Além disso, a chegada de grandes grupos italianos pode estimular a indústria nacional. A comparação direta com vinhos importados de alto nível tende a pressionar os produtores locais a elevar padrões de qualidade. “A concorrência saudável melhora o mercado como um todo, e o Brasil tem capacidade de crescer também como produtor de vinhos premium, principalmente com os espumantes que já conquistaram prêmios internacionais”, avaliou Padovani.
Espumantes brasileiros no radar italiano
Se os italianos querem ganhar espaço no Brasil, o movimento também pode ocorrer no sentido inverso. Importadores italianos demonstraram interesse nos espumantes brasileiros, especialmente os produzidos no Rio Grande do Sul.

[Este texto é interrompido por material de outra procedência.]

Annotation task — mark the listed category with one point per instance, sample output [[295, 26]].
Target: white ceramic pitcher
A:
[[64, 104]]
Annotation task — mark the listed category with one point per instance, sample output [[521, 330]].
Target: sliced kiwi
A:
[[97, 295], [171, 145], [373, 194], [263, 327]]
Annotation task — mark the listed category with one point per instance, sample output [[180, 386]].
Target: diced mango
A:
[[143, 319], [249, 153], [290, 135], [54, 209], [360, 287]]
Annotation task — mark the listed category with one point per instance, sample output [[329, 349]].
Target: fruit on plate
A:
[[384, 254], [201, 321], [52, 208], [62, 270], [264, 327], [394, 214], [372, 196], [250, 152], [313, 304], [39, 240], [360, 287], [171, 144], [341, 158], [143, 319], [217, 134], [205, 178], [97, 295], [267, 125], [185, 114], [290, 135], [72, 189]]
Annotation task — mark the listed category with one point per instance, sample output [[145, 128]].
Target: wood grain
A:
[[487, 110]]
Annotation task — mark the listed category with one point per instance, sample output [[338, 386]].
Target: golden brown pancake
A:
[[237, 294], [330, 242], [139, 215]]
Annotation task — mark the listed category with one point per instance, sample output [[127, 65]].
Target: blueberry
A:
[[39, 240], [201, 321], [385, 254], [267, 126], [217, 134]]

Em visitas recentes, alguns rótulos chegaram a ser destacados como de qualidade comparável, ou até superior, a champanhes franceses em determinados concursos.
“Essa presença maior de importadores e produtores italianos abre portas para parcerias bilaterais. Grandes grupos italianos têm redes globais de distribuição e podem incluir rótulos brasileiros em seus portfólios”, apontou Padovani.

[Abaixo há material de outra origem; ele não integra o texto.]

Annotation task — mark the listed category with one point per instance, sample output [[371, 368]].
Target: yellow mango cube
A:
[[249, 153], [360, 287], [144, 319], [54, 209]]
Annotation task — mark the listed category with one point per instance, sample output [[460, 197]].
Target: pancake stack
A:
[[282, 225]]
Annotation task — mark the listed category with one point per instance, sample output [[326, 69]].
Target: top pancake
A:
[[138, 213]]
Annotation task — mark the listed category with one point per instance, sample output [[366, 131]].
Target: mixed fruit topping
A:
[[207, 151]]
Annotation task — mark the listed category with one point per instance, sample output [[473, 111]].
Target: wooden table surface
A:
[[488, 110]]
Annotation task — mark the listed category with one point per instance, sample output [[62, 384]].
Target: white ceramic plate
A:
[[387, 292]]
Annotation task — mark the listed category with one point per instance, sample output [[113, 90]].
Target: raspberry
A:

Embora o foco atual seja o vinho, representantes italianos destacam que o esforço de promoção deve se expandir para outros produtos de excelência do país, ainda pouco difundidos no Brasil. Queijos, azeites e embutidos de alta qualidade fazem parte dos planos. “No vinho já avançamos, mas nesses setores ainda estamos muito atrás do padrão internacional. Queremos corrigir isso”, afirmou o executivo.
A meta declarada é ambiciosa: elevar o vinho italiano da sexta ou sétima posição atual para a liderança entre os importados no Brasil. O prazo estimado é de dez anos, período em que se espera tanto a consolidação de novos rótulos quanto o amadurecimento do consumidor brasileiro.
Nesse horizonte, a expectativa é que o Brasil se torne não apenas um dos maiores mercados para o vinho italiano, mas também um player mais relevante na vitivinicultura global, beneficiado pela concorrência e pelo intercâmbio. “O mercado brasileiro está em transformação. A chegada da Itália pode acelerar esse processo, criando um ecossistema mais sofisticado, competitivo e internacionalizado”, afirmou Maria Maddalena.